Philosophy
We built Fabra because we believe every AI decision should produce an artifact you can replay and debug.
Not a log. Not a trace. A Context Record — an immutable snapshot of exactly what data your AI used, where it came from, what got dropped, and why.
The Problem We Saw
When an AI makes a bad decision, teams scramble to answer basic questions:
- What features did the model see?
- Which documents were retrieved?
- Were any of them stale?
- What got dropped due to token limits?
- Can we reproduce this exact decision?
Most AI tooling can't answer these questions because they don't own the data. LangChain queries your vector DB. Orchestration frameworks call your APIs. They pass data through — they don't record it.
You can't debug what you didn't capture. You can't audit what you don't own.
The Context Record Principle
Fabra is built around a single principle: every context assembly produces an immutable record.
ctx = await chat_context("user_123", "how do I get a refund?")
print(ctx.id) # ctx_018f3a2b-... (stable ID)
print(ctx.lineage) # Exactly what data was usedThat ctx.id is your receipt. Days, weeks, or months later, you can:
# See exactly what the AI knew
fabra context show ctx_018f3a2b-...
# Verify the record hasn't been tampered with
fabra context verify ctx_018f3a2b-...
# Compare two decisions
fabra context diff ctx_a ctx_bThis is the difference between "we think it saw these documents" and "here is cryptographic proof of exactly what it saw."
Why "Own the Write Path"?
Most AI tools are read-only wrappers. They query databases but don't manage the data lifecycle.
Fabra owns the write path:
| Capability | Read-Only Tools | Fabra |
|---|---|---|
| Ingest documents | Pass-through | Stores with timestamps |
| Track freshness | No visibility | SLAs with violations logged |
| Log what was retrieved | Maybe, inconsistently | Every item, every time |
| Record what was dropped | Never | Full list with reasons |
| Replay decisions | Impossible | Built-in |
When you own the write path, you control the data lifecycle. When you control the lifecycle, you can record everything. When you record everything, you can replay and debug.
Trade-offs We Made
Simplicity Over Scale
Fabra runs on your laptop with pip install. No Kubernetes. No Spark. No Docker required for development.
This means we're not optimized for Google-scale problems. If you need sub-millisecond streaming at millions of QPS, use Tecton. If you need to serve features without infrastructure complexity and want full audit trails, use Fabra.
Records Over Performance
We prioritize complete Context Records over micro-optimizations. Every context assembly logs:
- All features accessed (with freshness)
- All documents retrieved (with similarity scores)
- All items dropped (with reasons)
- Assembly latency and token usage
This adds overhead. We think it's worth it. The first time you debug a production AI issue by replaying the exact context, you'll agree.
Explicit Over Magic
No auto-caching. No query optimization. No hidden materialization.
You write @feature, we compute and cache it. You write @context, we assemble and record it. What you see is what happens.

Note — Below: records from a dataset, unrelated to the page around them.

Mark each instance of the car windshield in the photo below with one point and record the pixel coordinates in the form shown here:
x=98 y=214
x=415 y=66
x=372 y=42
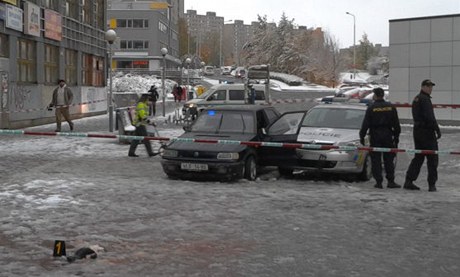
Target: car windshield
x=334 y=118
x=212 y=121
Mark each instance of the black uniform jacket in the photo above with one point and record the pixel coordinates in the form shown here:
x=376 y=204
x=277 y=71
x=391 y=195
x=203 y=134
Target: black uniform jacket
x=382 y=121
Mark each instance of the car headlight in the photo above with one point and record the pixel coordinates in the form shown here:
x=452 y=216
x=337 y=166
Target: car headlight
x=170 y=153
x=352 y=144
x=228 y=156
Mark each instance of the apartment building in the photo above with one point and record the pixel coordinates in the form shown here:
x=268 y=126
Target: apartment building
x=143 y=28
x=42 y=42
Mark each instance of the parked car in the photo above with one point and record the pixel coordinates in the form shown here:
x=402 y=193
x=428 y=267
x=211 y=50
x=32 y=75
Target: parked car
x=226 y=70
x=223 y=94
x=181 y=159
x=325 y=124
x=208 y=70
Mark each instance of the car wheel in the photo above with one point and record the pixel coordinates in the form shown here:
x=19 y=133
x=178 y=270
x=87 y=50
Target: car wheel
x=366 y=173
x=286 y=172
x=250 y=168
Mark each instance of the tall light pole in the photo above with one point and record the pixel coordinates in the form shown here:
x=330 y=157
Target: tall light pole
x=220 y=44
x=354 y=44
x=164 y=52
x=110 y=37
x=187 y=62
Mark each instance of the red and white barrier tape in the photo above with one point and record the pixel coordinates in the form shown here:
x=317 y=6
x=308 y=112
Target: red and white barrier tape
x=41 y=109
x=248 y=143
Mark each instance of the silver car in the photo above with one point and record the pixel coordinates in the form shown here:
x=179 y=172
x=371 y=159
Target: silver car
x=323 y=125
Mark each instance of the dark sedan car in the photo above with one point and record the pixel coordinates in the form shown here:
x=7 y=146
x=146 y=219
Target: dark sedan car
x=222 y=161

Predictability matters more than cleverness when you're debugging at 2am.
Who Fabra Is For
You should use Fabra if:
- You need to prove what your AI knew when it decided
- You want to replay and debug AI decisions
- You're in a regulated industry (fintech, healthcare, legal)
- You value "works on my laptop" over "scales to exabytes"
- You want features and RAG from one system, not five
You should NOT use Fabra if:
- You need sub-millisecond streaming inference
- You have a dedicated platform team for Kubernetes
- You don't care about audit trails
- You're optimizing for maximum QPS, not debuggability
The Honest Truth
We didn't start by building Fabra. We spent weeks trying to use existing tools. We fought with Kubernetes manifests, registry sync issues, and infrastructure complexity.
Then we asked: "What if we just recorded everything the AI saw?"
That question led to Context Records. Context Records led to Fabra.
Once context is a ledger, everything else follows.